Sunday, June 3, 2012

Anger Blows

When does the anger part of grief go away? Isn't three years long enough? Seems like there are times, there are things that set it off, where it becomes 10x bigger, 10x harder.....as if it just happened. When does it finally dissipate? Does it truly ever go away or will I be angry for the rest of my life? Being angry takes so much energy.

I still don't understand it all. Will I ever understand it all? Will it ever make sense why some people still have their children while my son is in heaven? And if I hear one more person say "well you have two rainbow babies, you should be happy." No. Having Anaiese and Abel doesn't make Johnny any more alive. He's still dead. Oh dear God how I hate that word. Can we just erase it from the English language and pretend that dead no longer exists?
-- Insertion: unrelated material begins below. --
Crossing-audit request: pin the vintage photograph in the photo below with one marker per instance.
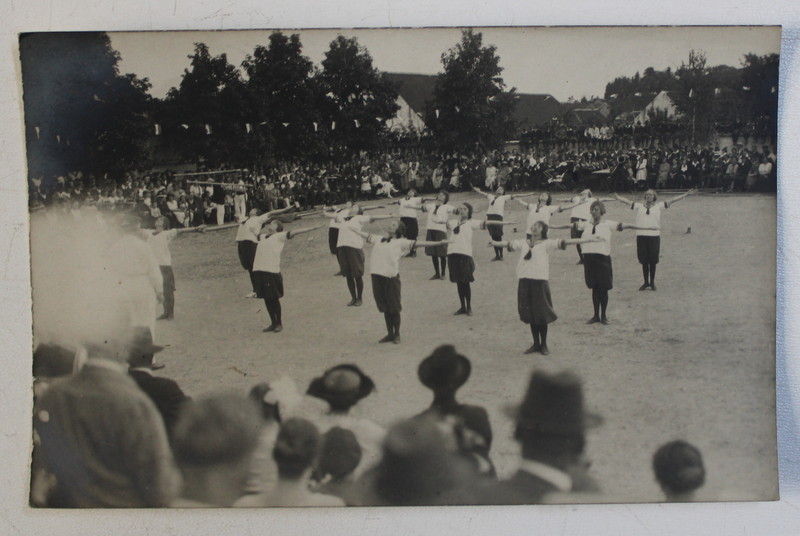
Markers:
(219, 222)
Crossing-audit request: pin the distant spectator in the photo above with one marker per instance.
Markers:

I know all my BL friends understand my frustration but I feel like no one else does. Like I continue on this path of grief and every day it gets a little harder (I miss the days where it was getting easier) and everyone around me is waiting and wondering when will I "get over it"; when will I "move on". For those of you wondering I will never get over it. I will never move on. In my world it is and will always be March 14, 2009 at 6:28PM. And for everyone else time has moved on.....


1 comment:

  1. I am sorry Lynda, but you are right. You will never get over it, you will never move on, and you will be angry the rest of your life. I am so sorry Sweetie, that you have to go through this. I get it, I really do.